Experimental optimization design for up-conversion luminescence properties and FIR based optical temperature sensing in BaGeTeO6: Er3+, Yb3+ fluorescent materials

Abstract

The regression equation correlating the doping concentration of Er³⁺/Yb³⁺ with luminescence intensity was established from a theoretical model, which was further refined through experimental optimization design. Then, the optimal solution of the equation was calculated by genetic algorithm, and the doping concentrations of Er³⁺ and Yb³⁺ were obtained to be 5.61 mol% and 33.55 mol% under 980 nm near-infrared radiation excitation, and 5.58 mol% and 28.88 mol% under 1550 nm near-infrared radiation excitation, respectively. Then, the Er³⁺/Yb³⁺ co-doped BaGeTeO₆ up-conversion phosphors powder was synthesized by high-temperature solid phase method. And the crystal structure of the resulting fluorescent powder was analysed by X-ray diffraction to confirm that the optimal BaGeTeO₆ samples were pure phase.
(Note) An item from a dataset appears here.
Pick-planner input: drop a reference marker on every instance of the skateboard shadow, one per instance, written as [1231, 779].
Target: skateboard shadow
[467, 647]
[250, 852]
The up-conversion fluorescence emission spectra of the samples were measured under 980 nm and 1550 nm pumping conditions, and strong green and red emissions were found with peaks at around 532 nm, 555 nm and 672 nm, corresponding to the jumps of the ²H_11/2→⁴I_15/2, ⁴S_3/2→⁴I_15/2 and ⁴F_9/2→⁴I_15/2 energy levels, respectively. For the optimal samples under these two pumping conditions, the relationship between the up-converted fluorescence and the laser operating current is explored.The up-converted fluorescence in these two cases is shown to be a two-photon and three-photon process, respectively, and the mechanism of the up-converted fluorescence is analysed and discussed in detail. In addition, the relationship between the up-conversion fluorescence and the temperature of the optimal samples is also investigated, revealing the excellent temperature sensing properties of the up-conversion emission under 980 nm and 1550 nm near-infrared radiation excitation.